If, however, the House of Representatives desires to know whether during the period of upward of seven years during which I have held the office of President of the United States I have been absent from the seat of Government, and whether during that period I have performed or have neglected to perform the duties of my office, I freely inform the House that from the time of my entrance upon my office I have been in the habit, as were all of my predecessors (with the exception of one, who lived only one month after assuming the duties of his office, and one whose continued presence in Washington was necessary from the existence at the time of a powerful rebellion), of absenting myself at times from the seat of Government, and that during such absences I did not neglect or forego the obligations or the duties of my office, but continued to discharge all of the executive offices, acts, and duties which were required of me as the President of the United States. I am not aware that a failure occurred in any one instance of my exercising the functions and powers of my office in every case requiring their discharge, or of my exercising all necessary executive acts, in whatever part of the United States I may at the time have been. Fortunately, the rapidity of travel and of mail communication and the facility of almost instantaneous correspondence with the offices at the seat of Government, which the telegraph affords to the President in whatever section of the Union he may be, enable him in these days to maintain as constant and almost as quick intercourse with the Departments at Washington as may be maintained while he remains at the capital.

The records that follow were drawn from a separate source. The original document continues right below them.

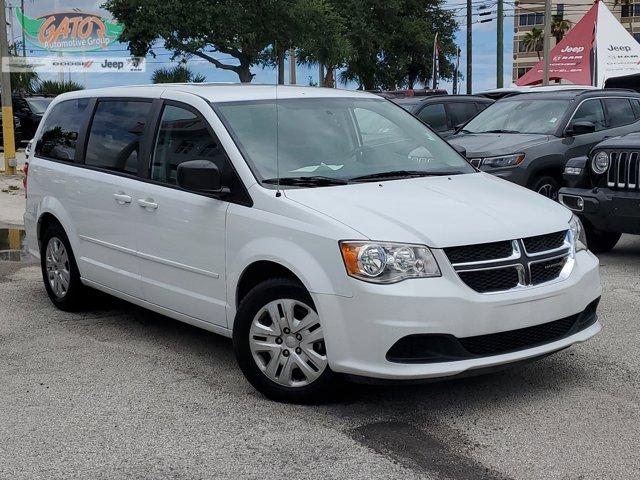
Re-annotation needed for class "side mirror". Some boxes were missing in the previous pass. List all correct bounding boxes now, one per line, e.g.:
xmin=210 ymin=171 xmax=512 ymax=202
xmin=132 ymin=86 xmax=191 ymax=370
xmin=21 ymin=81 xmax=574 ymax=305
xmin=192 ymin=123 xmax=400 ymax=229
xmin=452 ymin=144 xmax=467 ymax=158
xmin=566 ymin=121 xmax=596 ymax=136
xmin=177 ymin=160 xmax=226 ymax=194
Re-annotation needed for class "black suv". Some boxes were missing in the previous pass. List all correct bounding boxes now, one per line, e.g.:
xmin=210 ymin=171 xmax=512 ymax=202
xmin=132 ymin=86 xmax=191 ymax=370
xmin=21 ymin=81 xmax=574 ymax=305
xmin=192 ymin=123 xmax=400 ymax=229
xmin=448 ymin=90 xmax=640 ymax=199
xmin=559 ymin=134 xmax=640 ymax=252
xmin=391 ymin=95 xmax=493 ymax=138
xmin=11 ymin=95 xmax=53 ymax=142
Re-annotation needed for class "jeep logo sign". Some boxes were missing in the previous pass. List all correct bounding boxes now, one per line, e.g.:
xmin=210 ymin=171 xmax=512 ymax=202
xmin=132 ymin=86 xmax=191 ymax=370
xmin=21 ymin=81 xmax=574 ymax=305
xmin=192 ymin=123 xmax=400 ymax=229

The necessity of the performance of executive acts by the President of the United States exists and is devolved upon him, wherever he may be within the United States, during his term of office by the Constitution of the United States.
His civil powers are no more limited or capable of limitation as to the place where they shall be exercised than are those which he might be required to discharge in his capacity of Commander in Chief of the Army and Navy, which latter powers it is evident he might be called upon to exercise, possibly, even without the limits of the United States. Had the efforts of those recently in rebellion against the Government been successful in driving a late President of the United States from Washington, it is manifest that he must have discharged his functions, both civil and military, elsewhere than in the place named by law as the seat of Government.